Characters flip between bottomless self-regard and pitiless self-loathing while, as late as the second-to-last chapter, yet...

Four Chicago sisters anchor a sharp, sly family story of feminine guile and guilt.

Newcomer Lombardo brews all seven deadly sins into a fun and brimming tale of an unapologetically bougie couple and their unruly daughters. In the opening scene, Liza Sorenson, daughter No. 3, flirts with a groomsman at her sister’s wedding. “There’s four of you?” he asked. “What’s that like?” Her retort: “It’s a vast hormonal hellscape. A marathon of instability and hair products.” Thus begins a story bristling with a particular kind of female intel. When Wendy, the oldest, sets her sights on a mate, she “made sure she left her mark throughout his house—soy milk in the fridge, box of tampons under the sink, surreptitious spritzes of her Bulgari musk on the sheets.” Turbulent Wendy is the novel’s best character, exuding a delectable bratty-ness.
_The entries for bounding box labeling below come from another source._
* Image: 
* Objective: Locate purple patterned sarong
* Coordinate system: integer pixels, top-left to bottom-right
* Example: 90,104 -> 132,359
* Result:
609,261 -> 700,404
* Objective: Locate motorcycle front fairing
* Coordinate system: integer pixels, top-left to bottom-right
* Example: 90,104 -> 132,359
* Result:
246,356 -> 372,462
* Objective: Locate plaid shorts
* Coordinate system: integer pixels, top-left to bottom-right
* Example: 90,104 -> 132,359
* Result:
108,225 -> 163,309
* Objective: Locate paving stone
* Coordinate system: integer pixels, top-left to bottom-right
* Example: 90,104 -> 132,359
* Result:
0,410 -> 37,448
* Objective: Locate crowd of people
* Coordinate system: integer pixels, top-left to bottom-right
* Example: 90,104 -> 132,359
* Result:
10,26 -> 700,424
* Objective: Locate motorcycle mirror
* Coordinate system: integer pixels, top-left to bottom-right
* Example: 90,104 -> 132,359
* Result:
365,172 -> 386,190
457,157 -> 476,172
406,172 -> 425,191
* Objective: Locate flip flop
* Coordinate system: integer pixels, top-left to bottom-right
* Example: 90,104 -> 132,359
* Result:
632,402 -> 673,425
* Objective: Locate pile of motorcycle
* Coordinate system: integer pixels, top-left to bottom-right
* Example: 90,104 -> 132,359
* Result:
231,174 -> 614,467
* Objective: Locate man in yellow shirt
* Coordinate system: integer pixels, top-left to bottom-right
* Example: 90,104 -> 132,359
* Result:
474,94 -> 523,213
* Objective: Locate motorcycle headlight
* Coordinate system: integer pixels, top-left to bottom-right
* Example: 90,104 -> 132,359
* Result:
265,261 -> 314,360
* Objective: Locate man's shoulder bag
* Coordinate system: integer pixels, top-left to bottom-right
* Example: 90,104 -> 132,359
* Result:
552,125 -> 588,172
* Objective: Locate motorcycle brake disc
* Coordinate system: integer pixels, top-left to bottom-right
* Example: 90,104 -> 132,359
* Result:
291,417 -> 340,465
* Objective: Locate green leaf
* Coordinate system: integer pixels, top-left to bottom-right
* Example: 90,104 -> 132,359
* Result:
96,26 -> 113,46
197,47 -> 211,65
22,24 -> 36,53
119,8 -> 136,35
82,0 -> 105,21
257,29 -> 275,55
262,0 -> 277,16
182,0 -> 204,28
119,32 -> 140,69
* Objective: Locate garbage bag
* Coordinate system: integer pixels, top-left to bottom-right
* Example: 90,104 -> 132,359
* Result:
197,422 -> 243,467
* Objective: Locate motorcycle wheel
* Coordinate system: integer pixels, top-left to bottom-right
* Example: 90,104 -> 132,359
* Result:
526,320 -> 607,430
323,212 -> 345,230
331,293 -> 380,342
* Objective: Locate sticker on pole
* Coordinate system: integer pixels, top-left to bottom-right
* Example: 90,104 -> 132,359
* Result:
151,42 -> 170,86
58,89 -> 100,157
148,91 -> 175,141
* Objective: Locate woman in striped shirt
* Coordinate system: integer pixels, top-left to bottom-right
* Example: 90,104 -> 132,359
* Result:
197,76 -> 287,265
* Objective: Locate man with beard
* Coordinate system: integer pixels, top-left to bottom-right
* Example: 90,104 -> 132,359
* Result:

The parents—Marilyn, all pluck and busy optimism, and David, a genial family doctor—strike their offspring as impossibly happy. Lombardo levels this vision by interspersing chapters of the Sorenson parents’ early lean times with chapters about their daughters’ wobbly forays into adulthood. The central story unfurls over a single event-choked year, begun by Wendy, who unlatches a closed adoption and springs on her family the boy her stuffy married sister, Violet, gave away 15 years earlier. (The sisters improbably kept David and Marilyn clueless with a phony study-abroad scheme.) Into this churn, Lombardo adds cancer, infidelity, a heart attack, another unplanned pregnancy, a stillbirth, and an office crush for David. Meanwhile, youngest daughter Grace perpetrates a whopper, and “every day the lie was growing like mold, furring her judgment.” The writing here is silky, if occasionally overwrought. Still, the deft touches—a neighborhood fundraiser for a Little Free Library, a Twilight character as erotic touchstone—delight. The class calibrations are divine even as the utter apolitical whiteness of the Sorenson world becomes hard to fathom.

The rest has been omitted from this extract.